Engourdie comme d’autres Etats européens dans le mythe des « dividendes de la paix », l’Allemagne d’Angela Merkel n’a pas perçu la montée des périls. Ironie de l’histoire, il revient désormais à son successeur, Olaf Scholz, imprégné de culture pacifiste mais aiguillonné par les événements et sentant le souffle de l’histoire , de réussir ce réveil stratégique.

Un rôle pour l’histoire

C’est le moment d’endosser des rôles plus grands que soi. Dans Kiev assiégé, l’ex-acteur comique Volodymyr Zelensky le prouve chaque jour , usant avec talent des réseaux sociaux – face à l’envahisseur, toutes les armes sont bonnes à prendre. Devant le Bundestag en fin de semaine dernière, Scholz fut à la hauteur du changement d’ère que l’on attendait de Berlin.

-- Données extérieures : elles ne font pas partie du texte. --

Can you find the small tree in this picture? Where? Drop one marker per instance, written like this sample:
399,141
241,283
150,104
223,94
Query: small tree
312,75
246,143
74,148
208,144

Depuis la fin de la guerre froide, jamais l’Allemagne n’a porté ses dépenses militaires à 2 % du PIB. Elle s’engage désormais à aller au-delà et reconnaît de facto l’échec de sa stratégie de sécurité vis-à-vis de la Russie qui, depuis la chute de l’Union soviétique, avait consisté à miser sur une coopération économique renforcée.

Naïveté

Solder ces années de naïveté va coûter cher. Il y a quelques jours encore, la ministre des Affaires étrangères Annalena Baerbock justifiait son refus d’exclure les banques russes du système Swift par la nécessité de continuer à importer du charbon et du gaz. Pour la ministre écologiste, brûler du charbon russe était donc plus important que de sanctionner l’écrasement de la démocratie ukrainienne !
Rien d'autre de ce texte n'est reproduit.